I would, however, actually go further than say this careless attitude to the striking off of companies from the UK Register of Companies is the result of a misplaced assumption by the Registrar. I would describe it as reckless, irresponsible and criminal, in itself.

That is because there is no way that the UK needs to incorporate 800,000 new companies a year to support legitimate business activity in this country. The latest corporation tax statistics show that just over 1.5 million companies paid corporation tax in 2020/21.  There were, of course, also loss-making companies, but it it is unlikely that many more than 2 million companies trade. Sating this, I also acknowledge the role of dormant companies, but many of them exist for long turn purpose and the problem within the corporate sector is not long-term dormant companies but the massive churn of newly formed companies.

Of course some of these companies with brief lives are innocently formed - and never do a thing. But to let people form companies and then be negligent about the legal responsibilities arising from doing so is an act of negligence by the state in itself, and those involved should have personal liability for penalties for non-compliance, which absurdly fall in the limited liability entity right now, meaning none of the fines due for non-compliance are almost ever paid, as my research also showed.

For exactly that reason proof of identity should be required of all company officers and major shareholders, and they should be liable for the failure of the companies they operate to file documentation, even if it has not traded.

In addition, the system of automatic information exchange from banks and other financial services companies I have noted above should be in operation so that those making false returns can be identified - and be held to account for it.

Because these things are not happening a near-perfect corporate criminogenic environment exists in the UK. As a result three things happen.

First, all regulation is undermined and honest business suffers, badly as a result.

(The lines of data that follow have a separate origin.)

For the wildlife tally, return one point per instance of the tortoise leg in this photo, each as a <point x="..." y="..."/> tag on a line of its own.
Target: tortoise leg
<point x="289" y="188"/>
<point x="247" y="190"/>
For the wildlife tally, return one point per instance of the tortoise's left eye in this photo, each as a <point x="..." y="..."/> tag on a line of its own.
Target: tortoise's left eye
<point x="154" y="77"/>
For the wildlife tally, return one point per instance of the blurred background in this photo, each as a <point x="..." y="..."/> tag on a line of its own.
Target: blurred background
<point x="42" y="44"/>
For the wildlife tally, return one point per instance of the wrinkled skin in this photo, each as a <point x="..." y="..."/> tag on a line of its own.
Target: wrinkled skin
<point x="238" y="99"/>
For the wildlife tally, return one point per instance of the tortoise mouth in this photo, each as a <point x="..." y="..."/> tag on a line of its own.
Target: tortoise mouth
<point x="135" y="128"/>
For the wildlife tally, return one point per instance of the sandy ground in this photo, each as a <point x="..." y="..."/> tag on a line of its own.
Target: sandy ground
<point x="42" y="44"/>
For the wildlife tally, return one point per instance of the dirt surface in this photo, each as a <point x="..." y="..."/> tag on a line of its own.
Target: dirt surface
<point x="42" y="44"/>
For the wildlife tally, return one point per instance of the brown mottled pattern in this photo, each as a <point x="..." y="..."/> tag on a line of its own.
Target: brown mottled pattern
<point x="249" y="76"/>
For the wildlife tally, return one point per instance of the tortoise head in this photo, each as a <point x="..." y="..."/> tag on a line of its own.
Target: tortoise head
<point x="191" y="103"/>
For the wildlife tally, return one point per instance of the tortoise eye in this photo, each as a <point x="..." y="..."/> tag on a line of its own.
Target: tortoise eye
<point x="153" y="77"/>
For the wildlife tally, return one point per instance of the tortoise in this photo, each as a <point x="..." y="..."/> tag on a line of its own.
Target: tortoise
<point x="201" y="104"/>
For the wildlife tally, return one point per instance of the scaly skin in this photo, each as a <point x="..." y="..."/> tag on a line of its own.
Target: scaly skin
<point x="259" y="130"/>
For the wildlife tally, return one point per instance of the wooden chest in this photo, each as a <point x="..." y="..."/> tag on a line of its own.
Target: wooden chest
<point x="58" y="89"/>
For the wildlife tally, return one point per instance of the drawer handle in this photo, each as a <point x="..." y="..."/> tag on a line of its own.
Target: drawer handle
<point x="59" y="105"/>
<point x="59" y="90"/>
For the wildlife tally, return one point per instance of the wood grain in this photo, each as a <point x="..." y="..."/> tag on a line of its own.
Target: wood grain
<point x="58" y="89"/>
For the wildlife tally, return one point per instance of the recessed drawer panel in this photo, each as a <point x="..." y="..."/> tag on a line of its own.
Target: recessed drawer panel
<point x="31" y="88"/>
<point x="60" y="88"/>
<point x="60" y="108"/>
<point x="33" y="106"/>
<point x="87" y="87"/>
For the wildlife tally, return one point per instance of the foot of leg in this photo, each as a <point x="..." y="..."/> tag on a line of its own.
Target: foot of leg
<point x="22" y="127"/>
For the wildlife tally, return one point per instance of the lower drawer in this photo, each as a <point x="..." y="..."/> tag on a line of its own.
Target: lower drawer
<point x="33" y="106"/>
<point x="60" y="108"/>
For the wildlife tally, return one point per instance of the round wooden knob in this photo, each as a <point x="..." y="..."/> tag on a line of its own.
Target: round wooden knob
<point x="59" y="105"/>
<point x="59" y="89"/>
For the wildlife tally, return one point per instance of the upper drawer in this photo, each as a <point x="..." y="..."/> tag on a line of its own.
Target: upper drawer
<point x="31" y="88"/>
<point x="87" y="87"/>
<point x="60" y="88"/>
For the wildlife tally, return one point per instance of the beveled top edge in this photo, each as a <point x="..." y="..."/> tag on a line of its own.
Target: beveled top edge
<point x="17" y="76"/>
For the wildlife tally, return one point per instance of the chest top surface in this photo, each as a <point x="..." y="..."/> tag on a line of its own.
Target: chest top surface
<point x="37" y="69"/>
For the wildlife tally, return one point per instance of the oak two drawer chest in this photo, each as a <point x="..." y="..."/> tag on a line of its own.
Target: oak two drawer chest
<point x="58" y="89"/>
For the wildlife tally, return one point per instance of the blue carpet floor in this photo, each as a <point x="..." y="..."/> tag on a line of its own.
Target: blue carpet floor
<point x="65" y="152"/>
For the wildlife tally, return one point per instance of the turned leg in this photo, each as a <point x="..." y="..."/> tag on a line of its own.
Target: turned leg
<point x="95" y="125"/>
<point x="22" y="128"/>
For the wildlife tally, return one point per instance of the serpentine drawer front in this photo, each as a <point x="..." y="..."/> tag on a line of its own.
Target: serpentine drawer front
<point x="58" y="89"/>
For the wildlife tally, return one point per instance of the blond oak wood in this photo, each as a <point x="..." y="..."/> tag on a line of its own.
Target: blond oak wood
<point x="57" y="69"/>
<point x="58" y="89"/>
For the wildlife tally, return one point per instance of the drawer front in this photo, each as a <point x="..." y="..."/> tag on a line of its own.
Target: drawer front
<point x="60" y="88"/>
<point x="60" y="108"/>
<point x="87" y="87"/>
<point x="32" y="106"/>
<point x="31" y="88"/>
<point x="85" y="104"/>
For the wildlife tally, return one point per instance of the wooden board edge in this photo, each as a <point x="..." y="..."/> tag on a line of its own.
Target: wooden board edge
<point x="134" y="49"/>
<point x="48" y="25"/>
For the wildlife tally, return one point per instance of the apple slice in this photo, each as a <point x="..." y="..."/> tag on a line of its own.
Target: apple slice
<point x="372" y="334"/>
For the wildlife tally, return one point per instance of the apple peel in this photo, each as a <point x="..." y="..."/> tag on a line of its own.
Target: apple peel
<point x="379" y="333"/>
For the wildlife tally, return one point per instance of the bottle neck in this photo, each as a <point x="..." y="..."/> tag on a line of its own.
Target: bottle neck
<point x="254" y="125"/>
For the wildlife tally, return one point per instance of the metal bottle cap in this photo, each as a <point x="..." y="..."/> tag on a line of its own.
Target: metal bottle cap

It is simply undermined.

Second, income and tax is not reported. As I have always argued, HM Revenue & Customs massively underestimate the amount of unpaid tax in the UK, which could easily be three times the £35 billion or so they admit to each year (the repetitive coincidence of which reporting makes it, in itself, very hard to believe).

Third, GDP is also seriously under-reported. That is because my sources suggest this issue is not taken seriously when GDP is estimated in the UK. Other countries include bigger estimates of their shadow economies: we deny the truth.

The net outcome of this denial is the perpetuation of a policy so opposed to the well-being of business and a crime-free society that I can say that in my opinion successive ministers have been and are criminally culpable facilitators of crime when failing to take action to address this issue.

If we want a decent society ministers have to take their duties to regulate, to tax and to stamp out criminal abuse seriously. Our government treats all three as a joke. Do you wonder that we are in trouble?


NB: I wrote this yesterday. As regular readers will know I have been suffering from long-Covid-related issues in the past week or so (again). If there are remaining typos I apologise.